Homework 3 feedback, IBM 3 revisited, IBM 4 & 5 (lecture slides, complementary material)

Homework exercises and the accompanying code (deadline: Tuesday, 8 January 2019 (definitive))

Notes on efficient EM
14 Dec

Phrase-based models

IBM 4 and 5 (slides)

Phrase-based translation (slides, phrase extraction algorithm)
21 Dec

Phrase-based models (continued)

Phrase-based translation continued (slides, complementary material)

Supplementary material related to Homework 4: Viterbi for IBM-1, writeMostProbableAlignments2File, writeTransProbTable2File
11 Jan


Theoretical session: decoding, i.e., how to efficiently determine the best translation for a given sentence using a combination of the phrase-based model and the bigram language model (slides, complementary material)

Homework exercises (concerning phrase extraction and parameter estimation within the context of the phrase-based model) and the accompanying code

UPDATE 14/01/2019: the complementary material extended with information on A* decoding
18 Jan


Theoretical session: quality evaluation in SMT (slides, complementary material about Levenshtein alignment)
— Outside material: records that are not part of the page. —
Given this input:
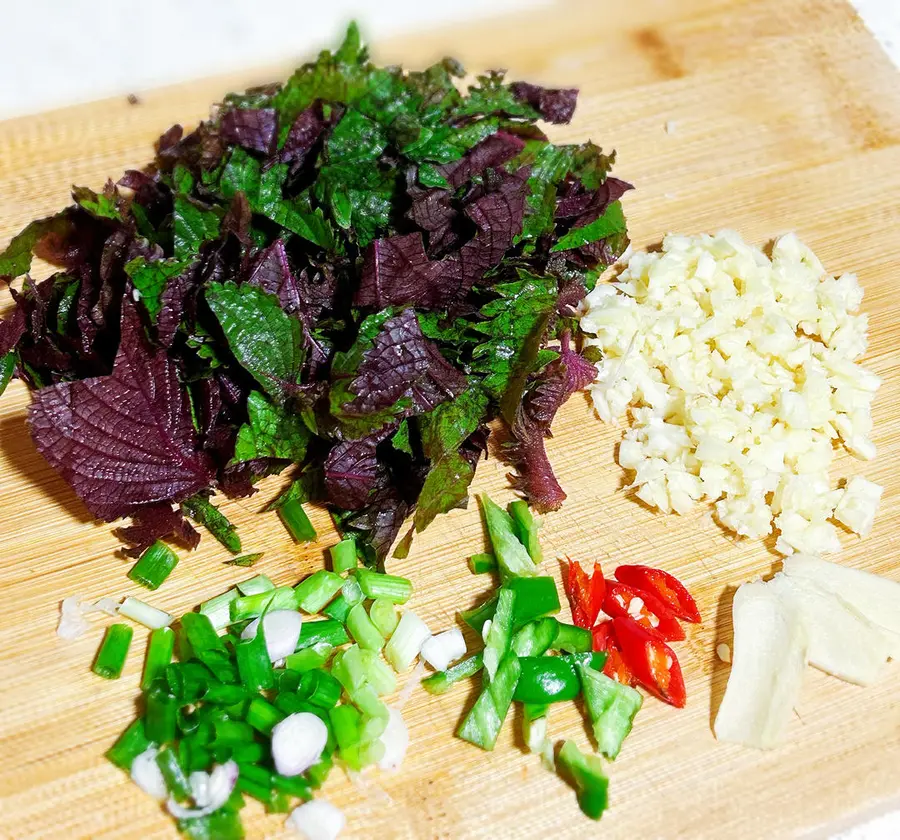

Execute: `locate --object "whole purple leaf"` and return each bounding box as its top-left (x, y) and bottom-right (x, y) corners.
top-left (29, 300), bottom-right (214, 520)
top-left (438, 131), bottom-right (525, 189)
top-left (507, 333), bottom-right (596, 512)
top-left (278, 103), bottom-right (325, 163)
top-left (345, 309), bottom-right (468, 414)
top-left (510, 82), bottom-right (578, 125)
top-left (219, 108), bottom-right (278, 155)
top-left (325, 432), bottom-right (384, 510)
top-left (116, 502), bottom-right (200, 557)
Practical session: continue working on phrase extraction and phrase translation probability estimation

UPDATE 20/01/2019: added complementary material about the Levenshtein alignment
25 Jan

Current trends in SMT

Theoretical session: selected approaches in neural MT (slides)

Homework exercises (implementation of a simple decoding algorithm) and the accompanying code
01 Feb

Catch-up & project

There will be no lecture, the remaining time will be dedicated to (i) finishing the last practical/theoretical exercises (if needed), and (ii) project presentation and discussions (for those who are interested to do the project and get AP).


Here is a potential project topic, which should give you some idea about how the SMT project can look like (and what are the deliverables).

There are other possible topics and you are encouraged to propose your own project topic.


A large portion of the material available on this page was originally created by Christian Wurm, Miriam Kaeshammer, Simon Petitjean, and Thomas Schoenemann.

This course draws heavily from the Statistical Machine Translation book by Philipp Koehn.